Lyon: le stationnement payant en fonction du poids des véhicules étendu à de nouveaux quartiers

Lyon étend progressivement son dispositif de stationnement payant. Ainsi, ce mardi 13 mai, les propriétaires de véhicules souhaitant se garer dans les quartiers de Montchat ou de Montluc dans le 3e arrondissement, sur le quai des Étroits (5e arrondissement) ou aux abords du stade Gerland (7e arrondissement) devront sortir le porte-monnaie.

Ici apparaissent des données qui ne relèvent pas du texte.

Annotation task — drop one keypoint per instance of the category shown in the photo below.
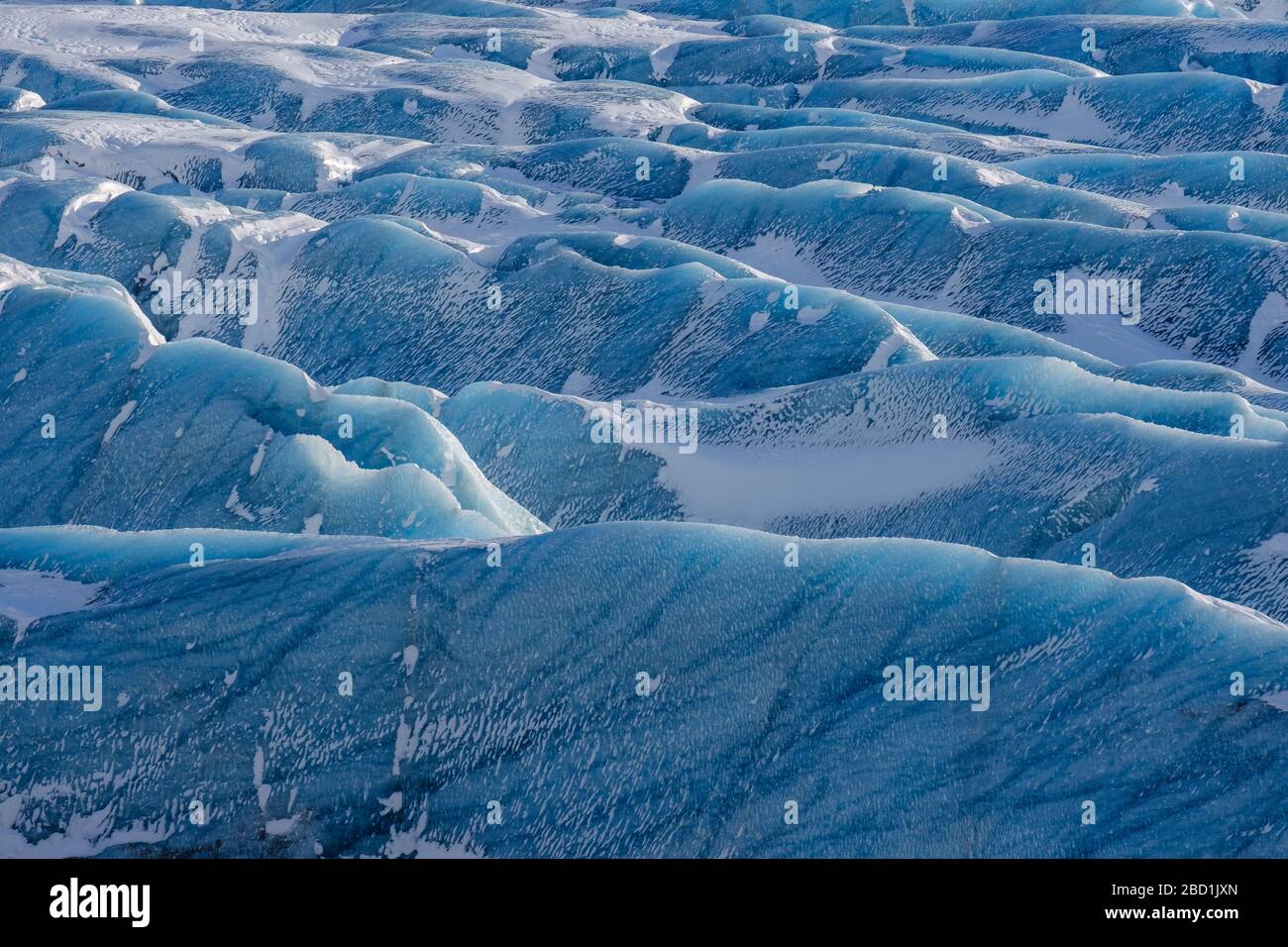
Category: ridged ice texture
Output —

Les horodateurs de ces nouveaux secteurs arboraient déjà ce lundi la signalétique détaillant la grille tarifaire. À titre d'exemple, le propriétaire d'une voiture électrique de moins de 2,1 tonnes ou d'un véhicule thermique de moins d'une tonne payera un euro de l'heure. Il faudra payer deux euros de l'heure pour les voitures hybride rechargeable comprises entre une tonne et 1,9 tonne, ou les voiture thermique d'une tonne à 1,5 tonnes.
"Écologie punitive"
La ville propose par ailleurs le stationnement résidentiel avec des critères sociaux et familiaux. Il est d'ores et déjà possible de tester le tarif qui vous sera appliqué en utilisant le simulateur de la ville de Lyon.
"Une fois de plus, on revient à exclure des gens qui ne le méritent pas, l'écologie punitive, ça me gêne", s'agace Véronique, Iséroise de 72 ans, au micro de BFM Lyon.
Sylvie, 52 ans, qui habite dans le 3e arrondissement, craint un renchérissement des tarifs. "Je pense que ce n'est pas normal, déjà on paye c'est bien mais alors si en plus on doit payer par rapport au poids ça va être compliqué pour tout le monde", nous explique-t-elle.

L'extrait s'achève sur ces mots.